Proposed UK housing legislation

The Renters (Reform) Bill was a proposed act of the Parliament of the United Kingdom introduced by the Secretary of State for Levelling Up, Housing and Communities, Michael Gove, on 17 May 2023. The legislation proposed to end the no-fault eviction of tenants, as well as making it easier for landlords to evict antisocial tenants.

After the bill's third commons reading, the announcement of the 2024 general election caused the bill to be discontinued during the parliamentary wash-up period. On 11 September 2024, the next government introduced a new Renters' Rights Bill, which received Royal Assent in October 2025.

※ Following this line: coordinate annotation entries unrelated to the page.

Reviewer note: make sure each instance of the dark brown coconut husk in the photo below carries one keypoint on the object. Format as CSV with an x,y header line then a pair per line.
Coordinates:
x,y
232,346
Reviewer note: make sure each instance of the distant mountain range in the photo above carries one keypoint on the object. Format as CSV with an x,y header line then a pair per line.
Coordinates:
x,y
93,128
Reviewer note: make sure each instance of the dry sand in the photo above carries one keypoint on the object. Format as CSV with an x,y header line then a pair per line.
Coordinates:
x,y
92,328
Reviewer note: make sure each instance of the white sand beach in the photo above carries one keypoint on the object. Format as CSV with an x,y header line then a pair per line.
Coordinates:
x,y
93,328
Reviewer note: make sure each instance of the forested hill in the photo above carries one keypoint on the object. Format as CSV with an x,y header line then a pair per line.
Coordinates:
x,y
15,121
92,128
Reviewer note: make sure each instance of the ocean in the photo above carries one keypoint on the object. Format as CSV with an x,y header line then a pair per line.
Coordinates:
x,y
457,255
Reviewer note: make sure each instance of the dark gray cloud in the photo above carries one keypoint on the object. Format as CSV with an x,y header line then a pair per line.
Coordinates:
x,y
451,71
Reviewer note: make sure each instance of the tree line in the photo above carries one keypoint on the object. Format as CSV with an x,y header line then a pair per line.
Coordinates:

== Overview of Bill Measures ==
1. Abolish 'no fault' evictions under section 21, shifting to a simplified tenancy structure for increased tenant security and empowerment.
2. Expand possession grounds for landlords, allowing property recovery in various situations, including property sale or relocation of close family, and facilitating repossession in cases of tenant fault.
3. Strengthen protections against backdoor eviction, enabling tenants to appeal excessive rents designed to force eviction, with an independent tribunal determining market rent.
4. Establish a Private Rented Sector Ombudsman for fair and efficient issue resolution, offering an alternative to the court system.
5. Introduce a Privately Rented Property Portal to inform landlords about legal obligations, boost compliance, and provide tenants with information for informed decisions.
6. Grant tenants the right to request a pet, making landlords consider requests and allowing them to require pet insurance for property damage coverage.

== Delays ==
This specific project has been in the government's papers for years. It was delayed due to related projects, such as the digitisation of the UK court system. This bill is seen as divisive amongst the two chambers of Parliament.